Enhancement of bacterial rheotaxis in non-Newtonian fluids

TL;DR

This study reveals that bacteria exhibit significantly enhanced upstream swimming in shear-thinning non-Newtonian fluids, driven by flow-induced torque, with a developed model accurately describing this behavior.

Contribution

It introduces the first experimental and theoretical analysis of bacterial rheotaxis in non-Newtonian fluids, highlighting the impact of shear-thinning properties on bacterial upstream swimming.

Findings

Upstream swimming is enhanced by an order of magnitude in shear-thinning fluids.

A torque promotes bacterial alignment against flow in non-Newtonian fluids.

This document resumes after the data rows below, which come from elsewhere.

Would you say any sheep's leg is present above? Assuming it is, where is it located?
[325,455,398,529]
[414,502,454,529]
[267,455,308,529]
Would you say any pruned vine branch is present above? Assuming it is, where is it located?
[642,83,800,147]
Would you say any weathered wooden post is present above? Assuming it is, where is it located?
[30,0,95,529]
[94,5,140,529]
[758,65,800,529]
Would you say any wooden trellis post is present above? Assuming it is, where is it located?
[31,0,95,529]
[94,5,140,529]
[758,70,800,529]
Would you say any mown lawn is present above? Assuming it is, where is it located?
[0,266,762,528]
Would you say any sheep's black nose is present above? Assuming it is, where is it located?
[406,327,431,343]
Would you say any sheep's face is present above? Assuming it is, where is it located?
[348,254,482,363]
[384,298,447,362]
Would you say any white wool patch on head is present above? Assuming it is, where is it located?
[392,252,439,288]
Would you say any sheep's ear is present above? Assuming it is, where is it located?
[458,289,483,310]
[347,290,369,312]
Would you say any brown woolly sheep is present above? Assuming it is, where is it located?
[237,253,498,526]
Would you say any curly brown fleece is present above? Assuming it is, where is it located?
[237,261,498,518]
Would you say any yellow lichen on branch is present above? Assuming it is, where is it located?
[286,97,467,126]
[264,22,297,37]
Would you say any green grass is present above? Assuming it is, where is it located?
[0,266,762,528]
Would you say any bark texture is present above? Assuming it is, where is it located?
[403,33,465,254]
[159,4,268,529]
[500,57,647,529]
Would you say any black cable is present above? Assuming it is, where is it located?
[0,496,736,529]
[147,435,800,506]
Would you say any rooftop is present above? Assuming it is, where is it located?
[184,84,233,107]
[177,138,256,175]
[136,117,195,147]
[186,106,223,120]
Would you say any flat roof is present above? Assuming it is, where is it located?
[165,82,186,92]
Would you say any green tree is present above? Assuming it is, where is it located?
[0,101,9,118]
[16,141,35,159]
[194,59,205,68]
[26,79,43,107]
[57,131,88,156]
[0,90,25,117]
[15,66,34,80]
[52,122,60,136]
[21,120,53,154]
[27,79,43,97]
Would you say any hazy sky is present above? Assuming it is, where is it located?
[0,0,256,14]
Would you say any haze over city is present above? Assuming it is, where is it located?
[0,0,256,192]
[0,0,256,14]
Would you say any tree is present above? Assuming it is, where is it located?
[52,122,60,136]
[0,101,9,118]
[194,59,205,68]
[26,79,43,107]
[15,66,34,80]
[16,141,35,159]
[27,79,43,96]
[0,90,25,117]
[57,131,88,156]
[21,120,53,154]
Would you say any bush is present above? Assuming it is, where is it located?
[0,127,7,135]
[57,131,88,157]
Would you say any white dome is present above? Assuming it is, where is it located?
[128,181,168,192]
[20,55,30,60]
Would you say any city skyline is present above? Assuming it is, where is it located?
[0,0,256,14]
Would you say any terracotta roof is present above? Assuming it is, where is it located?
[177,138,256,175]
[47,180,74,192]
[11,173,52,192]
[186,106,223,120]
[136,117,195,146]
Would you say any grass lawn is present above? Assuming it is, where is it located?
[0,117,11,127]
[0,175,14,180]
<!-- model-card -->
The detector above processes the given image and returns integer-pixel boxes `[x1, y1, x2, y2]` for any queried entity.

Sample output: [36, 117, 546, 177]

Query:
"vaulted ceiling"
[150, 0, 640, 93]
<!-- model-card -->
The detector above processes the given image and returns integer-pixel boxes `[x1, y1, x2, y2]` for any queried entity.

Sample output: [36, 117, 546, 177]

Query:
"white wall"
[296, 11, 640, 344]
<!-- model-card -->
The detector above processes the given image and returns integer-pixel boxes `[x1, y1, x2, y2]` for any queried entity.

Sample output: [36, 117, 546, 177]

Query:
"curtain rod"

A theoretical model accurately predicts rheotactic behavior in both Newtonian and shear-thinning fluids.

Abstract

Bacteria often exhibit upstream swimming, which can cause the contamination of biomedical devices and the infection of organs including the urethra or lungs. This process, called rheotaxis, has been studied extensively in Newtonian fluids. However, most microorganisms thrive in non-Newtonian fluids that contain suspended polymers such as mucus and biofilms. Here, we investigate the rheotatic behavior of E. coli near walls in non-Newtonian fluids. Our experiments demonstrate that bacterial upstream swimming is enhanced by an order of magnitude in shear-thinning polymeric fluids relative to Newtonian fluids. This result is explained by direct numerical simulations, revealing a torque that promotes the alignment of bacteria against the flow. From this analysis, we develop a theoretical model that accurately describes experimental rheotatic data in both Newtonian and shear-thinning fluids.